Google on Thursday said that it has begun turning electronic copies of printed documents -- PDF files generated from scanned paper -- back into digital text using optical character-recognition (OCR) technology.
"In the past, scanned documents were rarely included in search results as we couldn't be sure of their content," said Google product manager Evin Levey in a blog post. "We had occasional clues from references to the document -- so you might get a search result with a title but no snippet highlighting your query. Today, that changes. We are now able to perform OCR on any scanned documents that we find stored in Adobe's PDF format."
Google is making the converted text of scanned PDFs available on its search results pages via the "View as HTML" link. As an example, this scan of a Consumer Product Safety Commission (CPSC) document about aluminum wiring repair from 2004 is viewable as HTML.
The same search, "repairing aluminum wiring," on Yahoo Search also returned the CPSC PDF as the top result, but the Yahoo's "View as HTML" link showed only blank pages. Microsoft's Live Search and Ask.com also returned the CPSC PDF as the top result. Neither offered a "View as HTML" link.
By turning images of text into text, Google expands its already massive index. As Levey points out, Google's OCR system converts pictures into thousands of words.
"This is a small but important step forward in our mission of making all the world's information accessible and useful," said Levey.

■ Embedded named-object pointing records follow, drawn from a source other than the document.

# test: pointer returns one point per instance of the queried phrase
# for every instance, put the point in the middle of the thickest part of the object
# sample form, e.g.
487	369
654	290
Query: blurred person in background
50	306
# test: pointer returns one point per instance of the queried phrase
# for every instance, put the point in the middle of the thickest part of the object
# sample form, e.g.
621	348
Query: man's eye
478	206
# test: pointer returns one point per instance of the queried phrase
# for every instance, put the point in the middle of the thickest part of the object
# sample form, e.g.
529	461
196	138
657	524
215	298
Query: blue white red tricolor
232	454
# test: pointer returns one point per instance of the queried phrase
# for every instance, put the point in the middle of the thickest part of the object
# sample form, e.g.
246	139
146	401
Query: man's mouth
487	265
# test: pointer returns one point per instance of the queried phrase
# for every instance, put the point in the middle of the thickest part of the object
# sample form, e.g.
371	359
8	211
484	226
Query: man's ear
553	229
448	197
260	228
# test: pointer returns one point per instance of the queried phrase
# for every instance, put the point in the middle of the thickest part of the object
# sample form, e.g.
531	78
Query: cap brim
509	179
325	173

Google's approach doesn't obviate the need to consult the scanned file, however, if it contains images or diagrams. While Google appears to do a good job of converting text, its scans omit graphics. Perhaps in time its engineers will be able to isolate graphic elements in scanned PDFs and insert them into its HTML conversions.
One unfortunate consequence of this is that personal information like Social Security numbers that might have gone unnoticed in scans of court documents may now be discoverable through a Google search. Public.Resource.org, a project that aims to make public government publicly accessible, recently found about 1,700 documents with Social Security numbers or alien identification numbers out of a corpus of 2.5 million court documents that go back decades.
But that's the sort of problem that crops up when you make all the world's information accessible.